If primary (testicular failure), TRT is indicated; fertility is poor regardless.
Older Men (70+)
TRT is safe in older men. Age alone is not a contraindication.
Considerations: Higher baseline cardiovascular risk; closer monitoring advisable.
Benefit: Sexual function, energy, and muscle mass improvements are especially valuable in older age.
Men with Pre-Existing Cardiovascular Disease
TRT is not contraindicated. Many men with CVD benefit from TRT.
Monitoring: More frequent blood pressure and lipid monitoring; closer clinical oversight.
Risk: Very high dose TRT in men with severe CVD requires caution; physiologic doses are generally safe.
Summary: The Complete TRT Picture
TRT is:
- Effective for restoring testosterone in hypogonadal men
- Safe when properly monitored
- Accessible on NHS (with waiting times) or private (with cost)
- Reversible (though may be lifelong if hypogonadism is permanent)

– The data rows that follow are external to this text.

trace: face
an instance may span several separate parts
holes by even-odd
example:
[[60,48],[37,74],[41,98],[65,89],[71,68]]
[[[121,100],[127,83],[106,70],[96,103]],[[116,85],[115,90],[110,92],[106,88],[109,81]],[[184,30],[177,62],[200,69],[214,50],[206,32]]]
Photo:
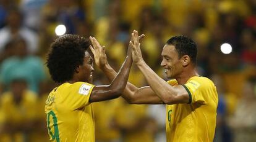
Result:
[[162,51],[163,60],[161,66],[164,69],[166,77],[169,79],[176,78],[182,71],[182,61],[179,59],[179,54],[175,47],[166,44]]
[[83,65],[79,66],[79,80],[92,84],[94,71],[93,60],[87,51],[85,53],[85,56],[83,60]]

- Appropriate for men with documented deficiency and symptoms
Before starting TRT:
- Confirm hypogonadism with bloodwork (two morning tests)
- Assess for underlying cause (primary vs. secondary)

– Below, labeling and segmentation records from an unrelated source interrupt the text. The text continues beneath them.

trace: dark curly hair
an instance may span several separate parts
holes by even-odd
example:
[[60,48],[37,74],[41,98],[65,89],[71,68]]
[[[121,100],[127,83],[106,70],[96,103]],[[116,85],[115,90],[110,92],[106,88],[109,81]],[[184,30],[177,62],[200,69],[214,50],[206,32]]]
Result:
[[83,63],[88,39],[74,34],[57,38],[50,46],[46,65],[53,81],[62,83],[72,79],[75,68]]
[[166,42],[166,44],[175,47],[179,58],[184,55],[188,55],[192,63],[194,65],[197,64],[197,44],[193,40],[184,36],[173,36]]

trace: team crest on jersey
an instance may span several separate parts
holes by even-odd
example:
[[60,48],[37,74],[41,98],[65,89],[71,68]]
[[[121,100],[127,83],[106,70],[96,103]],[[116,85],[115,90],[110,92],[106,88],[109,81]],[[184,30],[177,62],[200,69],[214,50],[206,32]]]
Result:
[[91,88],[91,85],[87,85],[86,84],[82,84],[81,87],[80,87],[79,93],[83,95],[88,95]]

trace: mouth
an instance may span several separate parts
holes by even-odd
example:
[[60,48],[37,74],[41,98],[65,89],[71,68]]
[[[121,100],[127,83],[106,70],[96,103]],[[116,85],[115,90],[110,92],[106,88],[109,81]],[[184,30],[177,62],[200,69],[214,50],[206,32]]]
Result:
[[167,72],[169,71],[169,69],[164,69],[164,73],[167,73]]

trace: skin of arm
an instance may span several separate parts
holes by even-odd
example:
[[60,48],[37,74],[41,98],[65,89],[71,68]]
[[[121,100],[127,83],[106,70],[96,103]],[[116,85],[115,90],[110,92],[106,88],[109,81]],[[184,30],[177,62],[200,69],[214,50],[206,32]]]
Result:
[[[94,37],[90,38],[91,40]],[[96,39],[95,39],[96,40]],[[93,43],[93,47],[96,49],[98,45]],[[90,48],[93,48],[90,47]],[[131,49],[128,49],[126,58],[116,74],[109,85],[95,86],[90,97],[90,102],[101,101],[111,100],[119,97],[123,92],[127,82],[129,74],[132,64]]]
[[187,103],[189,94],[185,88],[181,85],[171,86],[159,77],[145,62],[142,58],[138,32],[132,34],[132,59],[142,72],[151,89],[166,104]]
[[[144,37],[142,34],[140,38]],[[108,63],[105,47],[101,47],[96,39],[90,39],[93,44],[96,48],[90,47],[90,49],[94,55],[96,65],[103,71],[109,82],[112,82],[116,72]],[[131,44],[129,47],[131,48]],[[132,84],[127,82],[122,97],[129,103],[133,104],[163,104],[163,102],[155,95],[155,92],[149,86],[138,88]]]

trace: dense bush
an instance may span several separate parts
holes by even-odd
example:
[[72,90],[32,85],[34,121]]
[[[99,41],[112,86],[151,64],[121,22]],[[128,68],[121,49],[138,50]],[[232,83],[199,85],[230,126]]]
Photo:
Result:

- Understand your options (TRT vs. alternatives like enclomiphene)
- Plan monitoring schedule
- Discuss fertility implications if relevant
- Choose delivery method aligned with your preferences
On TRT:
- Start conservatively
- Titrate based on bloodwork and symptoms
- Monitor regularly (haematocrit, PSA, testosterone, lipids)
- Expect benefits on different timescales
- Manage side effects proactively
Long-term:
- Recheck bloodwork annually
- Maintain communication with your prescriber
- Understand this is typically long-term or permanent
- Reassess dosing periodically; avoid dose creep
TRT is one of the most evidence-based interventions in medicine for men with documented hypogonadism. When used appropriately—diagnosis confirmed, monitoring in place, dose optimized—it's safe, effective, and transformative.
The UK healthcare system (NHS and private) now supports straightforward access. There's no reason to suffer hypogonadism untreated.